I've always interpreted the "please, get up off your knees" lyric as a call away from organised religion. The troubles that exist between Protestants and Catholic in Ireland and between *some* Muslims and the rest of the world (as highlighted by the September 11 attacks), I suppose, stem from the way in which they worship god. (As fucked up as that sounds).
On more than one occasion I've heard or read Bono say that religion is the enemy of God.
I'm not an expert on religion, and I'm sure this is a naive point of view, but to me religions all seem to be based on the idea of bringing good to the world in some way or another. So much trouble seems to come from the little differences.
The "get up off your knees" line, to me, is a call away from the rules and traditions of various religions which probably seem very petty as they may be what cause people to lose sight of the bigger picture. God is interested in peoples' souls and what they do with them, not the clothes they wear, how many times a day they pray or whether or not they sit on their asses in church every Sunday.
Consider this excerpt from Bono's interview on Larry King:
KING: We're back with Bono.
You mentioned being Christian, and...
BONO: Trying to be.
KING: ... trying to be. Are you -- do you like organized religion? Are you a Catholic? Do you go to mass?
BONO: Who in Ireland could have too much respect for organized religion? We've seen it tear our country in two. My mother was a Protestant. My father was a Catholic. And I learned that religion is often the enemy of God, actually.
And religion is this sort of -- religion is the artifice, you know, the building, after God has left it sometimes, like Elvis has left the building. You hold onto religion, you know, rules, regulations, traditions. I think what God is interested in is people's hearts, and that's hard enough.

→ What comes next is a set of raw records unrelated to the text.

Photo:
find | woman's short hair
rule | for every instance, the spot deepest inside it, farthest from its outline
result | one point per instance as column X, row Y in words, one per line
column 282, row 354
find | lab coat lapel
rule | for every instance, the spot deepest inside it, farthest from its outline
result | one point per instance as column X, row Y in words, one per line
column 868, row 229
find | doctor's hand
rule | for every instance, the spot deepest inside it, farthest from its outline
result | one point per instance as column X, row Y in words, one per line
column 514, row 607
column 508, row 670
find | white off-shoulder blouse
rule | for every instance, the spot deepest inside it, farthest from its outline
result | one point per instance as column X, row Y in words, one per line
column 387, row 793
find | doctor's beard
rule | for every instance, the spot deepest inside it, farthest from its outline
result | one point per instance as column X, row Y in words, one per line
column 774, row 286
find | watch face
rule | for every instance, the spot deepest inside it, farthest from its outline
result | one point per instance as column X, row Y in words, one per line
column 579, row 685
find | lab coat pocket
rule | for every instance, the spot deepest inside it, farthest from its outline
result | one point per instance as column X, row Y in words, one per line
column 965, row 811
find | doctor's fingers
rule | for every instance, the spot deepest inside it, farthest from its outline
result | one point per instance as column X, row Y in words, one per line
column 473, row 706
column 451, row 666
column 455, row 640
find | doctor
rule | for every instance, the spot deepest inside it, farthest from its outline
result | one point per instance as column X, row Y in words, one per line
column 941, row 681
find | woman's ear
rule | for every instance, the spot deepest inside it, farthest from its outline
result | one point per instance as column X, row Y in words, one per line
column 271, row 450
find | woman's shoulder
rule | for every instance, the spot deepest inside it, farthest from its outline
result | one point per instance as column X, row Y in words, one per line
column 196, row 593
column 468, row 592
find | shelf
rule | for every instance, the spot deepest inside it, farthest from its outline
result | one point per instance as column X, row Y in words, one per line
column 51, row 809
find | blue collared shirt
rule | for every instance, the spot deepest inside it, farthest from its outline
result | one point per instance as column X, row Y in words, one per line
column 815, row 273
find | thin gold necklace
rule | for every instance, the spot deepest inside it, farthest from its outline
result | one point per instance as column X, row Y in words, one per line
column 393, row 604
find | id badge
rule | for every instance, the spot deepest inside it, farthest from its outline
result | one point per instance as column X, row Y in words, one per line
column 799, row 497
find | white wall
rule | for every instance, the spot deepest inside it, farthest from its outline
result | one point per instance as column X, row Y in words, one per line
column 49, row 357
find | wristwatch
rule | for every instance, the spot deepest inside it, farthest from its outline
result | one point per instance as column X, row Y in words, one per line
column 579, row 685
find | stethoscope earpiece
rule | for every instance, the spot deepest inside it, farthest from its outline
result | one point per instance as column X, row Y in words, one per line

KING: So, especially in Ireland, you've seen it fail.
BONO: Yes, yes. And now, we're watching it around the world. We're watching what religion can do. And you know, I think it's anathema, and see -- religion takes ideas. Religion often reduces the size of God. God is so big. It's a gigantic concept in God. The idea that God might love us and be interested in us is kind of huge and gigantic, but we turn it, because we're small-minded, into this tiny, petty, often greedy version of God, that is religion.
KING: And so, we raise money in his name and go to war in his name.
BONO: Yes.
KING: If there is a God, he must be angry at a lot of this.
BONO: I think God is very angry at the moment, and I think there is -- I think it's shocking what is going on in the world. And I think it is an extraordinary moment.